In non-Finnish Europeans, deletions in SLCO1B3 were the most common novel CNVs detected in the NGS data, accounting for 17% of all LOF alleles (Figure 2). The exon 9–13 deletion, predicted to have a 0.1% MAF in the general non-Finnish European population, occurred with a frequency of 0.5% in Spanish individuals. This 5-fold higher frequency in Spain might be caused by population-specific differences. OATP1B3, the transporter encoded by SLCO1B3, is important for the clearance of bilirubin25 and has been implicated in the transport of multiple drugs, with substantially overlapping specificity with OATP1B1.26 Importantly, however, some substrates including the angiotensin receptor blocker telmisartan and the oncology drug docetaxel are transported primarily by OATP1B3.27, 28, 29

Another relevant novel deletion spanned the CYP4F2 gene, enconding a vitamin K oxidase that acts as an important counterpart of VKORC1. Genetic polymorphisms in VKORC1, CYP2C9, and CYP4F2 are clinically relevant for the dosing with anticoagulants, explaining up to 45% of warfarin dose requirements.30, 31 The benefits of genotype-guided warfarin dosing on clinical outcomes have been studied in prospective clinical trials, albeit with sometimes conflicting results.32, 33, 34 CYP4F2 deletions were found mainly in East Asians, and in this population they accounted for 69% of all LOF alleles.

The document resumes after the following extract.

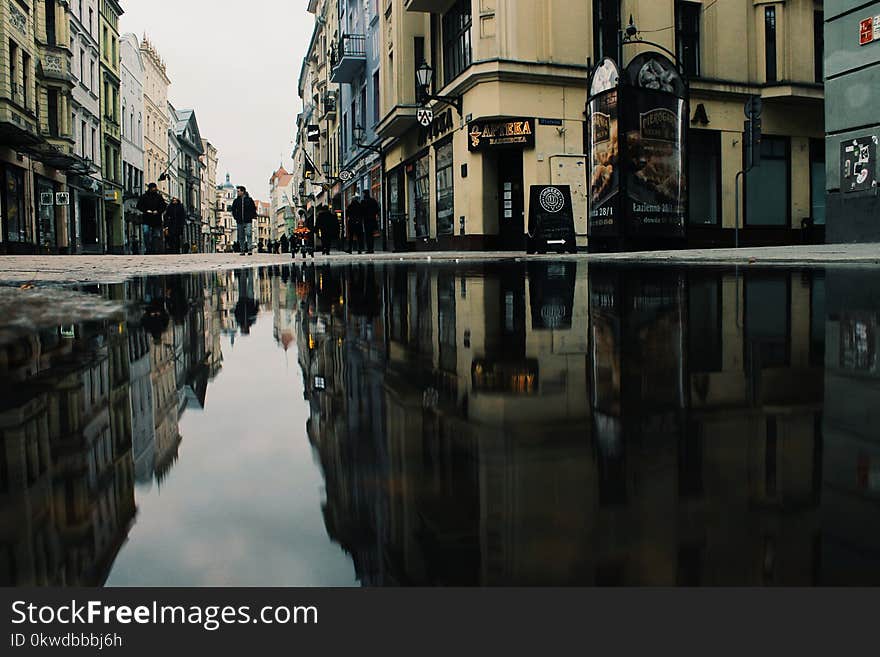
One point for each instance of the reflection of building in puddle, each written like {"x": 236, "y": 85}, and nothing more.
{"x": 851, "y": 546}
{"x": 537, "y": 427}
{"x": 66, "y": 490}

Genotyping for the novel CYP4F2 full-gene deletion in Japanese revealed a subject homozygous for the deletion and a global MAF of 1.6%. The allele frequency found in this population was 4-fold higher than that predicted for East Asians (MAF = 0.36%) and might be explained by a population-specific distribution of the deletion. Thus, it can be suggested that genotyping for structural variants might further improve the selection of optimal anticoagulant starting doses and contribute to improved patient outcomes in East Asians.

In the era of precision medicine it is important to accurately characterize the genotypes of the specific patients subjected to pharmacotherapy. We here show that novel CNVs significantly contribute to the functionality of relevant pharmacogenes, adding an additional layer of pharmacogenetic complexity with important implications for the prediction of drug response and toxicity. We thus recommend the incorporation of CNV detection assays for relevant genes and populations. In combination with the important role of rare SNVs, our results suggest that the quality of preemptive pharmacogenetic advice, which is typically based on the interrogation of few candidate variants, can be improved by comprehensive NGS-based genotype identification of relevant pharmacogenes.